# Steel Shot!



## fishane (Sep 11, 2007)

Does anyone really know the difference between the expensive steel shot and the less expensive brands. I am paying about $10 a box  . Is it worth paying more? Also, where have you found the least expensive shells?


----------



## dkhntrdstn (Sep 7, 2007)

i realy dont know. but what i have heard is the more money they hit harder. other then that i dont know. i dont think it worth spending 20 to 30 bucks for a box of ten shells. I have no proublom killing ducks with my winchsters.I would not mind trying some of hevi shoot on geese. i just cant pull my self to buy them. when i can do as good with my winchsters.


----------



## huntducksordietrying (Sep 21, 2007)

I saw my brother in law slam a drake mallard this year at 40 yards with a mod choke in his benelli nova with the Remington Hevi shot. There was a huge plume of feathers where the duck once flew. I couldnt believe how hard it hit. I personaly shoot the cheap old winchesters. I think if I was going on a goose hunt I would buy some of the Hevi shot, but just for general duck and a lucky goose I like Winchester 2 shot 3".


----------



## Duurty1 (Sep 10, 2007)

i used to shoot winchester xperts untill i cut one apart, shot isn't round and it has pits on it. i know shoot remington sportsmans or kent fasteel. I am only paying 10.99 a box for the kents right now and it is worth the 2 dollars a box more. i shoot some of the hevi-shot stuff. i didn't like it, the shoot was like the winchesters and it didn't pattern very well in my nova and at almost 3 dollars a shell its pretty spendy. if i were to shoot that expensive stuff it would be the remington tungstin matrix stuff.


----------



## Riverrat77 (Sep 7, 2007)

Kent makes Tungsten Matrix... and its like 40 per box. I've seen it in action though and its definitely powerful. Kent and Remi's are all I shoot as well. Doesn't mean I hit anything, but when I do, its usually a no doubter. I also was not happy with Xperts out of my 870.... so I went back to what I used to shoot. Now that I have a good dog, I suppose I could get away with shooting cheapo shells but the confidence I have in my shells is worth two bucks to me. Bottom line... the stuff costs more because its more dense so it packs more of a punch further out than steel which on the surface would make it more effective at longer ranges..... you also have to factor in the price of the material used to create the shot in the shell.... and last I heard the raw price was through the roof. I'll throw this out there.... if you can't hit ducks in close (this would be me) then shooting slower, heavier shot at further distances isn't going to make any difference for you. I'd say shoot steel all the time unless you're shooting something big, like exclusively geese and swans or something like that. 8)


----------



## duck jerky (Sep 8, 2007)

winchester size 3 has been perfect for me. i tried heavy shot for geese it does the job but at $3.00 or more per shoot. :shock: i went with rems 3and half in bb and have done just great.


----------



## ntrl_brn_rebel (Sep 7, 2007)

Duurty1 said:


> i used to shoot winchester xperts untill i cut one apart, shot isn't round and it has pits on it. i know shoot remington sportsmans or kent fasteel. I am only paying 10.99 a box for the kents right now and it is worth the 2 dollars a box more. i shoot some of the hevi-shot stuff. i didn't like it, the shoot was like the winchesters and it didn't pattern very well in my nova and at almost 3 dollars a shell its pretty spendy. if i were to shoot that expensive stuff it would be the remington tungstin matrix stuff.
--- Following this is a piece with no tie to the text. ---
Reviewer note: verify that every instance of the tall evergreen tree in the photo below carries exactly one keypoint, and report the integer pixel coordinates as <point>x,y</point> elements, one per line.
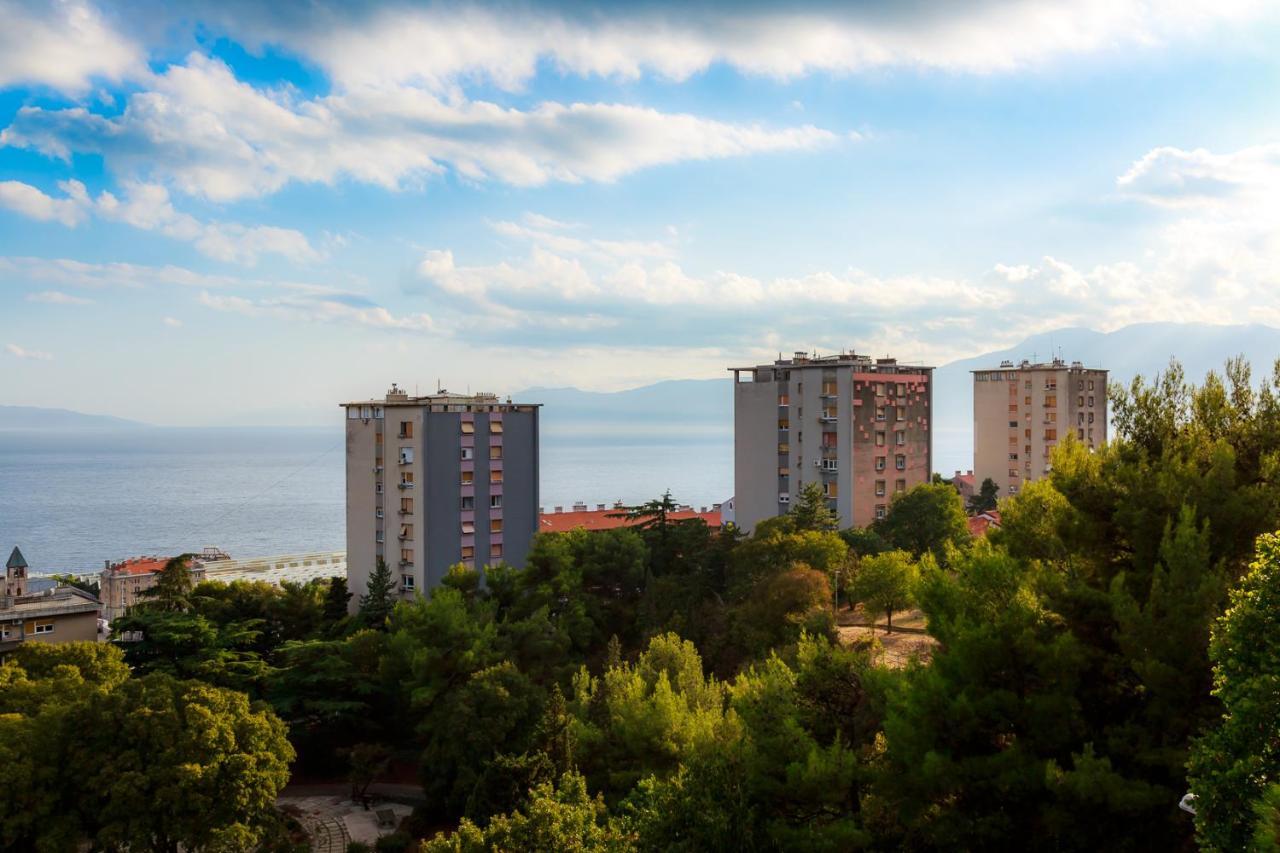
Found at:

I also cut one apart after seeing large gaps in my pattern, I was blown away at what junk was in there, oblong, small, large, pits, shot stuck together, etc, etc. after seeing this I never bought another box of winchester.

Kent so far has me stoked. I have shot it for the past few years and am very pleased at the performance and price. It patterns great out of every gun I have shot it through.
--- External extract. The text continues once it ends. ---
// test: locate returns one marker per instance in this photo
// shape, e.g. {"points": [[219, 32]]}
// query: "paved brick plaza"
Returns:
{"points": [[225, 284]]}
When I switched I bet I shot 50% better and a whole lot less cripples. Birds actually folded when I pulled the trigger, not just a few feathers coming out. I have also had great luck with remington and federal.


----------



## winghunter19 (Sep 14, 2007)

I shoot the winchester Xpert shells. It really doesnt matter what kind of shells you shoot just try out a couple of different ones and pattern them with your gun. Every gun shoots different so just try them out.


----------



## TagmBagm (Nov 4, 2007)

Good to know!!! I just went through my last box of wolf. Which I have done very well with. I used to get it at Cabela's but cannot find it anymore. I shot the winchester on Monday after I ran out and I could not hit crap. Plus at forty yards I had no kill power. I tried to water swat a cripple after three of us had put at least one round into him and it did not do anything at forty yards. Kinda made me mad. We ended up loosing that bird in the reeds and my dog could not find him even after we looked for about 10 minutes. I just know I will not buy that junk again. It was horrible. How is that new black cloud stuff? I have seen it advertised and seen it at Cabela's but don't know if I should trust it.


----------



## utmarshman (Nov 7, 2007)

I agree that the expensive stuff is good but not 2 or 3 dollars a shell good. If anyone has tried the new black cloud stuff I would like to know what you thought of it.


----------



## waterproof (Oct 10, 2007)

Well, we all have different opinions and we all shoot different guns and ammo too. I will never use the Xperts no matter what the price but I do like the Winchester Supremes-big difference in performance and price. Me and my nova shot a couple of boxes of Hevi Steel #4's last year with incredible results: great knock down and clean kills. Pricey yes, but worth it. I just have a hard time affording it for each trip especially since my son is back this year and his 1187 has a huge appetite. I bought a case of Estate 3", #2 and we have had good results with them. (I have a streak of 11 ducks with 12 shells going at this time.) Kents are good shells too but I have never gotten them to pattern very well out of my gun.(maybe too fast?)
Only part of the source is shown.